Bahan Analisis RUU tentang Perubahan atas UU No. 10 Tahun 2004 tentang Pembentukan Peraturan Perundangundangan Supporting System A-194
Masukan Supporting System A-194 atas RUU tentang Perubahan atas Undang-Undang No. 10 Tahun 2004 tentang Pembentukan Peraturan Perundang-undangan1
RUU tentang Perubahan atas Undang-Undang No. 10 tahun 2004 tentang Pembentukan Peraturan Perundangundangan merupakan RUU prioritas 2010 yang menjadi usul inisiatif dari DPR yang diserahkan pada badan kelengkapan BALEG. Naskah akademis RUU Perubahan 10/04 ini hingga saat ini belum ‘hadir’ di tangan para anggota BALEG. Tentu saja hal ini harus menjadi catatan bahwa dalam mekanisme formil penyusunan peraturan perundang-undangan dalam hal ini ialah Naskah Akademis RUU perubahan 10/04 seharusnya dapat dibenahi. Adanya pandangan suatu RUU memiliki arti komoditas bernilai tinggi sehingga ‘diserobot’ perancangannya oleh DPR dengan dalih Pasal 20 ayat (1) UUD NKRI 1945 bahwa kekuasaan membentuk undang-undang berada pada DPR seharusnya bukan menjadi ‘senjata’ bagi DPR. Berbagai sumber menyebutkan bahwa kementerian hukum dan HAM telah memiliki konsep yang komprehensif mengenai RUU Perubahan UU 10/04 ini. Hal ini berbeda sekali dengan apa yang saat ini terjadi di BALEG. Beberapa RDPU yang diselenggarakan menunjukka jikalau konsep awal, urgensitas, tujuan perubahan, pokok bahasan yang akan ada dalam RUU masih kabur.2 Terlepas dari kekurangmatangan persiapan yang ada, kami menyimpulkan paling tidak terdapat beberapa pokok pikiran terkait dengan RUU perubahan UU 10/04 ini yang disarikan dari beberapa RDPU yang telah dilakukan, antara lain: 1. Perubahan, penggantian, atau pembentukan UU yang baru sama sekali.3 Perlu diskusi yang panjang terkait hal ini. UU 10/04 diyakini menjadi patokan seluruh legal drafter (perancang peraturan) dalam rangka perancangan peraturan perundang-undangan. Pemerintahan dari tingkat pusat hingga lokal/daerah merujuk pada ketentuan-ketentuan yang ada di dalam UU ini. Sehingga dampak dari perubahan UU 10/04 ini tentu saja berimplikasi masif. 1
Bahan untuk RDPU dengan Prof. Philipus Hardjon dan Prof. Effendi Lotulung, Senin tanggal 22 Februari 2010. 2 RDPU BALEG dengan Prof. Bagir Manan dan Prof. Laica Marzuki pada tanggal 10 Februari 2010. Hal ini juga ditunjukkan dalam RDPU BALEG dengan Prof. Jimly Asshidiqie pada tanggal 16 Februari 2010. 3 Masukan dari Prof. Jimly Asshidiqie.

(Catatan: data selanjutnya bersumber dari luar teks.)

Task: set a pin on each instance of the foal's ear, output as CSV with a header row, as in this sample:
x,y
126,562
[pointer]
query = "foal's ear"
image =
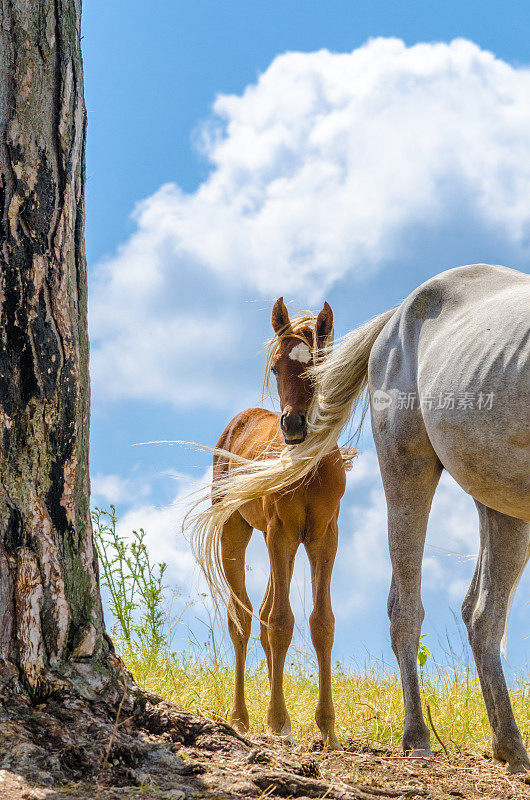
x,y
280,317
324,324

Menurut pendapat kami, para tenaga ahli BALEG, peneliti dari P3DI, dan drafter Sekjen DPR harus secepatnya menyusun naskah akademis untuk menjadi acuan hal-hal apa saja yang ingin didapatkan dalam RUU ini baik berupa perubahan, penggantian atau pembentukan UU yang sama sekali baru terkait peraturan pembentukan perundang-undangan ini. 2. Analysis cost and benefit dalam proses legislasi RUU ini.4 Perlu adanya pendataan mengenai inefisiensi yang telah terjadi selama ini, ekses negatif apa saja yang ada dalam UU 10/04 yang perlu diubah? Mengapa tidak diperbaiki dengan kebijkan lain (Peraturan Pemerintah atau putusan peradilan)? Apa sudah terdapat kajian yang komprehensif? Adapun akibat yang diharapkan dari RUU yang ada ialah: a) Sistem perundang-undangan lebih tertib b) Teknik penyusunan lebih efektif c) Peraturan lebih bermutu, kokoh secara konstitusional dan punya daya laku atau hidup yang panjang d) Future oriented Sehingga sebelum masuk dalam esensi/materi pembahasan telah terjadi kesepakatan tujuan dari RUU baik dari implikasi sosiologis, yuridis, hingga budgeting. Menurut pendapat kami, masukan ini dapat dimuat dalam naskah akademis sebagaimana usulan diatas.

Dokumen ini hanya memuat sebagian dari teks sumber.